Hamdi Ulukaya, a Kurdish Turk raised in a dairy-farming family in a small village in eastern Turkey, launched Chobani in Upstate New York in 2007 with the mission of making better food more accessible.

In 2005, with the help of a small group of people, Ulukaya worked for nearly 18 months to perfect the recipe for Chobani Greek yogurt. In 2007, the very first cup of Chobani hit shelves at a small grocery store in Long Island, N.Y.

In less than five years, Chobani became the No. 1–selling Greek yogurt brand in the United States with more than a billion dollars in annual sales — making Chobani one of the fastest growing companies of its time. In 2012, Dairy Foods named Chobani the Processor of the Year.

Today, the company employs over 2,000 people in its facilities in New York and Idaho. A vast majority of these employees grew up in communities near its plants, but at the same time, the company has hired people from all over the world. Chobani’s hiring of refugees has drawn criticism from some anti-immigrant factions.

Founded with the belief that success would also be measured by the improvement of its local communities, the company has donated a portion of its profits to charitable causes, many of them in Idaho and New York.

When talking about who makes up the dynamic management team for Chobani today, McGuinness noted their many different backgrounds.

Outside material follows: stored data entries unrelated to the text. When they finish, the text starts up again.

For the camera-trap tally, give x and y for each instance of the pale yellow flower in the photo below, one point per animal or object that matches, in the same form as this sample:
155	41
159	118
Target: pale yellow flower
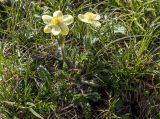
90	18
58	23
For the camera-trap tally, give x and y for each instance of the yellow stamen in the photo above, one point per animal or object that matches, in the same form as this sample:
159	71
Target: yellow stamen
90	16
56	20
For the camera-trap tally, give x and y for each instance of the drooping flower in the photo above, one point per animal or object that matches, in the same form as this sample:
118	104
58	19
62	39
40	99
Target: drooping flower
90	18
58	23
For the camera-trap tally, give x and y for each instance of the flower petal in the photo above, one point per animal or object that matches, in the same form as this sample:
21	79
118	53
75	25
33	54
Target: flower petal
82	18
46	19
64	29
96	23
97	17
56	30
47	29
67	19
57	14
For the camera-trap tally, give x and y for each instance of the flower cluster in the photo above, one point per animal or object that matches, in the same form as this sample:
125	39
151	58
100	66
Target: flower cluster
58	23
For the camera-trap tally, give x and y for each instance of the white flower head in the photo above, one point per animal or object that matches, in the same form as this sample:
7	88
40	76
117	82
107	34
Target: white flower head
58	23
90	18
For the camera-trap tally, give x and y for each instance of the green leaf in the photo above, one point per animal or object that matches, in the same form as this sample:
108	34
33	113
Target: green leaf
35	113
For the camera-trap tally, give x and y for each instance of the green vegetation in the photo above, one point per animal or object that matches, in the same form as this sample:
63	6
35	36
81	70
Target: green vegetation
109	72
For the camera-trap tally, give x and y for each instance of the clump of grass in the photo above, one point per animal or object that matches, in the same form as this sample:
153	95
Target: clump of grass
111	71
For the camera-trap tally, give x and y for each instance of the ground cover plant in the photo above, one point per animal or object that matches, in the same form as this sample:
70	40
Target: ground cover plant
102	63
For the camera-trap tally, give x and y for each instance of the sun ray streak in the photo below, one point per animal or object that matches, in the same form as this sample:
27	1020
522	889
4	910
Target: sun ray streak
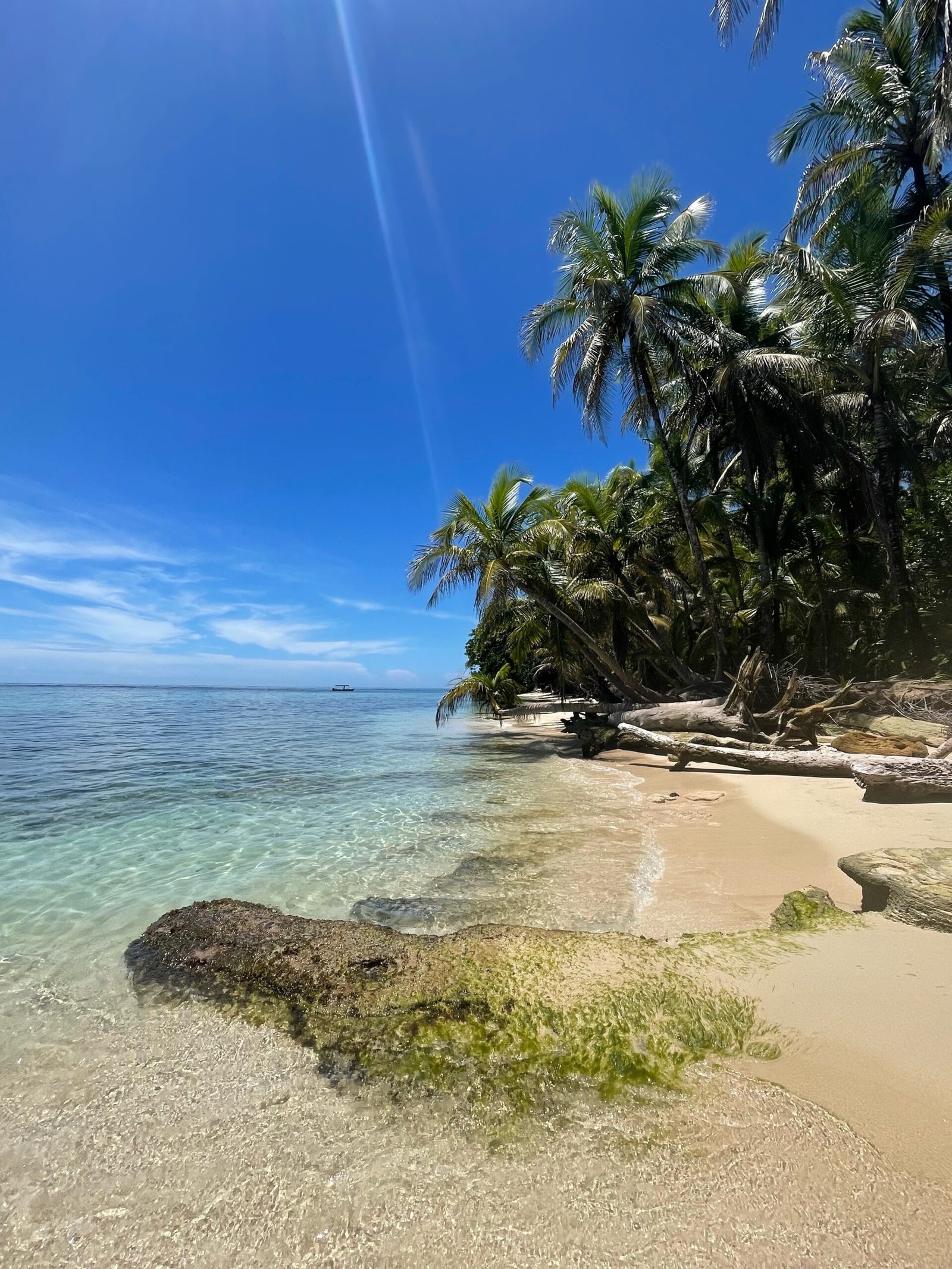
409	322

He, for example, was previously CEO of Chobani’s first ad agency.  But they all have a few key things in common — a passion for people, food and challenging the status quo.

 

Staying the course

The future appears to be bright for Chobani. Looking ahead, McGuinness said first and foremost, the company will stay true to its values, vision and food philosophy and “stay the course on our social and sustainability philosophy.”

He said, “As the category leader, we’re going to continue to invest in our brand and our business to drive category growth and increase consumption of dairy and yogurt in America.”

Brown added, “It’s clear there’s room for far more consumption of total yogurt and Greek yogurt in the U.S. — particularly when you compare us to more developed markets like Canada and Europe. Products like Flip and Drink make yogurt more approachable, and they’re important parts of the equation to drive consumption.”

McGuinness said the company’s ultimate goal is to be a food-focused wellness company that does good [things] in the world.

Chobani is more than on its way to achieving this goal.